A single view of the customer is now frequently required for compliance, risk management, marketing, and sales and servicing purposes. However, this requirement is often handled separately within each business function. Given the fact that regulatory “know your customer” (KYC) requirements are mandatory, banks can leverage the investment to address broader customer information management demands.
This can drive the transformation of existing legacy assets into an interconnected solution in which customer data is reconciled across all data sources leveraging a common process. As a result, there is demand for a common KYC solution that can be implemented across the enterprise. This would allow resources to be shared among the sales and marketing, risk management, and compliance business units. The future KYC solution will reduce the total cost of owning and managing customer data, as well as keep that data updated and enable a single view of the customer.
This view of the customer’s relationship with the bank also means a single risk view of the same customer.

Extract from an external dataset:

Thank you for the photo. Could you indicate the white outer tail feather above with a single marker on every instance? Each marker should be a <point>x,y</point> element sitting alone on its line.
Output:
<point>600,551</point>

It is therefore important for banks to create dynamic customer profiles that can be amended with every new event that affects the customer. This could be related to changes in credit profile, fraud risk, expected profitability, or propensity to sign up for the next best offer. The records must be stored in a customer information solution, which will resemble existing KYC systems, as they will require customer data capture and ongoing monitoring. Ovum expects banks to go through a long process of creating a single customer view, as well as a single risk view, which will lead to the merging of today’s KYC functionality with other systems that contain customer information.
The ideal solution requires a combination of people, processes, and technology. It starts with people taking control of the customer data belonging to their business. Data can only be trusted when there are people directly accountable for its accuracy, timeliness, and completeness. The solution also requires formalized processes to govern customer data through its entire lifecycle, from data entry through to validation, integration, maintenance, and end of life.
With stakeholders from the business and IT formally involved, and with processes in place for consistently managing customer data, organizations can then apply technology to automate and integrate that data, and to enforce business rules and policies throughout the lifecycle.